Maybe we're looking at this wrong. "... What the police did extract, came mainly from an immensely aged mestizo named Castro, who claimed to have sailed to strange ports and talked with undying leaders of the cult in the mountains of China. ..." - seems pretty structured to me.

Maybe when the GOO finally arise, the undying cult leaders simply come out of hiding, and become the aristocracy of the cruel empire, by guiding humanity into a structured pattern which allows people to co-exist with their new masters, at least until the monster food runs out. Perhaps CoC story gave us a glimpse of this cruel future.

The undying leaders gave instruction to Castro. Castro's group in turn preyed on the locals. But in time perhaps the locals would have come to an accommodation, where they provided sacrifices of their own free will, in return for Castro agreeing to be more socially sensitive about selecting sacrifices - like the villagers in “The Shadow over Innsmouth”.
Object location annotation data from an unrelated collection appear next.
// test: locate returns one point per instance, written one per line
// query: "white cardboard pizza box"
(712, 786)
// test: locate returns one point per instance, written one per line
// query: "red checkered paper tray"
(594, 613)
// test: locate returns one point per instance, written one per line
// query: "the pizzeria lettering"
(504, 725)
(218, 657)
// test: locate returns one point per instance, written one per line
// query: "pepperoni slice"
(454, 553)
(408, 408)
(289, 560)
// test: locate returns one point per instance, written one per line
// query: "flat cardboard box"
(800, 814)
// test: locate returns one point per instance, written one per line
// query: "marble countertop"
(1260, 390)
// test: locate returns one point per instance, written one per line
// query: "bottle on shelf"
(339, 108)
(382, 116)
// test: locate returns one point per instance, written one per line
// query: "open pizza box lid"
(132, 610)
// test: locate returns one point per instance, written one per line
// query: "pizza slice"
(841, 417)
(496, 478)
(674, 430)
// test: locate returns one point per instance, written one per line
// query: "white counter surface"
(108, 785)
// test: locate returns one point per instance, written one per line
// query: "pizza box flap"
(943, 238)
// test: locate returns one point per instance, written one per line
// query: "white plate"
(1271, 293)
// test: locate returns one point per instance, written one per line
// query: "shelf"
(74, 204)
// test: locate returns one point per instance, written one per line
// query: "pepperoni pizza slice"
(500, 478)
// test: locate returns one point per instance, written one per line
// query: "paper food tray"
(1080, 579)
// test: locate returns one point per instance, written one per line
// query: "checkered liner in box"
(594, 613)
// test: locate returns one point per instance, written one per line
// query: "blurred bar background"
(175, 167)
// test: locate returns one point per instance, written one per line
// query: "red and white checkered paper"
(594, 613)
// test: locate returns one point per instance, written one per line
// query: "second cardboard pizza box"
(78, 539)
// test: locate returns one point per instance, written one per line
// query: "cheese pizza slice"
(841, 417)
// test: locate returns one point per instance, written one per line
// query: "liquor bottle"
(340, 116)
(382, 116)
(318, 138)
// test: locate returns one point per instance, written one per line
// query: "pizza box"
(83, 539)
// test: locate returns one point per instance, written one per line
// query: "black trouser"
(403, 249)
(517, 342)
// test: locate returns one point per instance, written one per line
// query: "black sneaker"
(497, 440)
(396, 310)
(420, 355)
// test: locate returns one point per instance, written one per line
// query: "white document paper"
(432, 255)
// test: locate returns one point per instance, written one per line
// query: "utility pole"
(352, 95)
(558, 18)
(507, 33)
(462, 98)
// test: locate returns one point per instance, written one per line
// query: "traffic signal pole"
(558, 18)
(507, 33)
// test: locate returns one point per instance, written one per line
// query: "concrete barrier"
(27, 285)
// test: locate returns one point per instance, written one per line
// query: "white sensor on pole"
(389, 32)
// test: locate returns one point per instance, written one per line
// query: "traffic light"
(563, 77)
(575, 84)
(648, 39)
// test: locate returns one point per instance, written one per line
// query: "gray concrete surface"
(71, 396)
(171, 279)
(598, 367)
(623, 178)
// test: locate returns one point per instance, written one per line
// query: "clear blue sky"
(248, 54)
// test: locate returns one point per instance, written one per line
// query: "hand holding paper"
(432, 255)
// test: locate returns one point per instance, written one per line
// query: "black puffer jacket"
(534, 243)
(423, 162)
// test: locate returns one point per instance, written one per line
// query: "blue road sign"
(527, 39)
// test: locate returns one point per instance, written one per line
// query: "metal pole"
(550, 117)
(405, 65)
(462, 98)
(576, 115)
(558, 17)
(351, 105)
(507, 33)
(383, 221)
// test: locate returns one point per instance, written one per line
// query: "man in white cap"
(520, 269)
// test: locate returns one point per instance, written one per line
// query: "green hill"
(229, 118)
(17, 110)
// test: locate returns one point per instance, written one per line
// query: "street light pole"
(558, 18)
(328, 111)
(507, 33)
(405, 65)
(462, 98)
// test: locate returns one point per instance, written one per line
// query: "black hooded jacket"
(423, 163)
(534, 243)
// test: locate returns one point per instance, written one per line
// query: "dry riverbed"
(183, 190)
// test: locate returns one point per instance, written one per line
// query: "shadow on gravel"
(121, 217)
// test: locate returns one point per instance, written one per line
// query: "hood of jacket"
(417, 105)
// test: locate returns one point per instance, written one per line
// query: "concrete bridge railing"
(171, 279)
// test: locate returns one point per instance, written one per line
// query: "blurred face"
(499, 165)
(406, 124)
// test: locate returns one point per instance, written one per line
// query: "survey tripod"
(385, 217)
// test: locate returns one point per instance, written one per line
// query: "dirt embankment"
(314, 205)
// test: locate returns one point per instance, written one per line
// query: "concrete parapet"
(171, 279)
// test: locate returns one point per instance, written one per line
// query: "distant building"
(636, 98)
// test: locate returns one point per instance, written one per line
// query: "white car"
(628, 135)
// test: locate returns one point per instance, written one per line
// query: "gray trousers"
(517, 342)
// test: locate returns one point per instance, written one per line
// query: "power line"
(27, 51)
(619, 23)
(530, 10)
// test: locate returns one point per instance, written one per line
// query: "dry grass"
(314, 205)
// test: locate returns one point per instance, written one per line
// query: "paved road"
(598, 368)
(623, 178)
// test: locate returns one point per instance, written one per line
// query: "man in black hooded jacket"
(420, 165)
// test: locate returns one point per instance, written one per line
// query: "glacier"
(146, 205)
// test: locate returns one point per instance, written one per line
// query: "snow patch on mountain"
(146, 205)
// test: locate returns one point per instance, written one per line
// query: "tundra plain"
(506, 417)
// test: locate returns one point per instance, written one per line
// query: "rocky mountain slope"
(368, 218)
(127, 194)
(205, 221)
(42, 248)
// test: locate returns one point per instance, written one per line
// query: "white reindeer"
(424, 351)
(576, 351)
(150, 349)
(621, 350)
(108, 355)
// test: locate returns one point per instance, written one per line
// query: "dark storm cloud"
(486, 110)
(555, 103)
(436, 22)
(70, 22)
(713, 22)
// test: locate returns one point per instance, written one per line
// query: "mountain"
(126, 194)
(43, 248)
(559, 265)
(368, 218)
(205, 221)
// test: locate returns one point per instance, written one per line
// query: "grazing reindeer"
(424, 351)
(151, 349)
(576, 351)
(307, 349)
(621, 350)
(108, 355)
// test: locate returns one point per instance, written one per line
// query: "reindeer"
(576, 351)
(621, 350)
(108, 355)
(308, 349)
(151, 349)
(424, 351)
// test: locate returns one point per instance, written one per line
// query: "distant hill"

Most people in such a settlement - the villagers - would have been relatively sane, aside from the pain and loss of sacrificing a few of their number every month. Most of them would have had more sense than to go into the woods to spy on the cultists. The cultists in turn would have themselves been barking mad, but a functional form of insanity which allows them to co-exist with the normals, though there is no doubt who is in charge in that arrangement.

Welcome to the cruel empire.

Yeah, not bad and pretty close to what the Cruel Empire of Tsan Chan supplement suggested.  In the supplement, humanity's survivors initially fled underground to the ghoul tunnels, where they skirmished with the Serpent Men, before realizing that all 3 independent races were in the "same boat" vis the rise of C'thulhu.  They made their way underground with the Serpent Men largely taking the lead due to their sorcery.  They emerge on the Plateau of Leng, where they form their new "empire", and begin fortifying and preparing an economy and defenses, and shielding against the madness emanating from C'thulhu.  They drive off waves of attacks, and gradually produce a new ruling class made of humans who have interbred with the gods Wilbur Whately style, who have enough innate power to withstand the very worst that can be thrown against the Empire.  And they create a ritualized society where adherence to the Law before all else becomes a sanity substitute.